After nearly ten years in market research, I understand in data-driven detail how social media seduces us. It hisses an irresistible promise of digital notoriety from a pulpit of total anonymity, flattering us with an addictive stream of followers, likes, comments, reposts and retweets. By the time we look up from our screens, we’ve become accessories to the riveting statistic that every day, Americans spend over eleven hours in front of a screen.
Patience. Civility. Reason. Check my “click-and-run” sarcasm at the door. As I enter the Twittersphere, I cling to these guiding principles with the delusions of an alcoholic promising to have only a single drink. Then predictably, after a handful of clicks, I’m swinging wildly in digital bar fight, where getting in the last word is the only word anyone ever seems to care about.
My come-to-Jesus moment came in a recent brawl with a self-professed evangelical. The tweet that tweaked me, especially given his alleged heavenly affinities, was one that vigorously supported Trump’s continued draconian restrictions at the border, lauding how successful family separations have been in deterring “illegals.” It praised Trump for protecting American families with the “tough love” that the administration’s border policy embodied. Christians, he claimed, were righteously protecting their way of life.
In hindsight, only two responses made sense. The first would be to ignore the tweet. The second, and without sarcasm or preaching, would be to draw on my Episcopalian roots and underscore that the core tenets of Christ’s teachings involved love and inclusion – without exception. That response might lead to introspection. Yet the more I reread his tweet and marveled at the implausible number of his followers, the more it called to me like the school yard bully cackling “chicken, chicken, chicken…”
Building on my Jewish father-in-law’s fall back line, “they don’t make Jews like Jesus anymore,” I responded: “When one of the most famous Jews of all time preached to ‘Love thy neighbor as thyself,’ there were no caveats.”
Moments later, he tweeted back, “No way Jesus was a Jew asshole.”
Before patience, civility, or reason could even blink, I immediately tweeted a request for clarification. There was no comma after the word “Jew.” Determined to publicly smite him at both a theological and grammatical level, I asked if he was simply asserting that Jesus was not an asshole, and if so, suggested he not use the word “Jew” as a qualifier. Or, was he taking issue with Jesus’s heritage and targeting me with the A-bomb?
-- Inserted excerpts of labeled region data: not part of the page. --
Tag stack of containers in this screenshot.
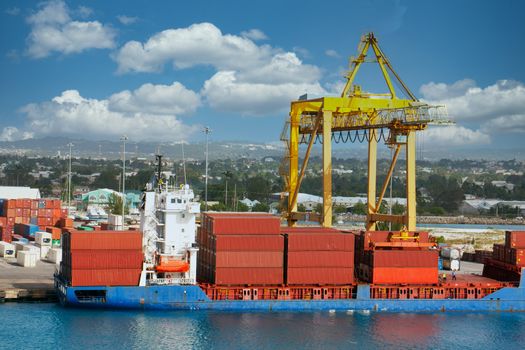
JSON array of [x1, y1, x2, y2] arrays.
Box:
[[439, 247, 461, 271], [281, 227, 355, 286], [356, 231, 438, 285], [483, 231, 525, 281], [0, 199, 68, 242], [60, 230, 144, 286], [197, 213, 284, 286]]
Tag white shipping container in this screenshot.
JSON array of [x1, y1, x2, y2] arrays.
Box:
[[16, 250, 39, 267], [35, 231, 53, 247], [47, 248, 62, 265], [443, 259, 460, 271], [441, 247, 460, 259], [22, 243, 40, 255], [0, 241, 16, 258], [40, 245, 51, 260], [108, 214, 122, 226], [15, 242, 27, 253]]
The subsequent deluge of comments from him and his followers predictably devolved into a rabid backwash of anatomically improbable threats, with assurances that I – a libtard, queer, elitist, and combinations thereof – would burn in Hell. Then, in the throes of penning one of my self-righteous retorts, I heard my own voice audibly dictating my response. Startled, I clicked away from the brawl. I turned the other tweet and deleted the conversation.
One loose social thread, and I had come apart at the seams. The road rage of the information highway had consumed me, with the allure of beating someone down trumping any interest in lifting anyone up. My quips had hardened the irretractable views of a hardliner and were less prone to helping a person see the light, than leaning on the horn is to changing the rush hour traffic pattern in downtown Manhattan.
Digital melees, pushed to the top of our feeds by algorithms, feast on anger. They lure us in, then leave us duped, distracted, and divided, the lifeblood of an unhinged America. The Jesus tweet nudged me to a higher calling. Though temptation beckons, I’ll strive to stay on the path of true discourse, replacing “dictate” with “listen,” and ”retaliate” with ”restraint.”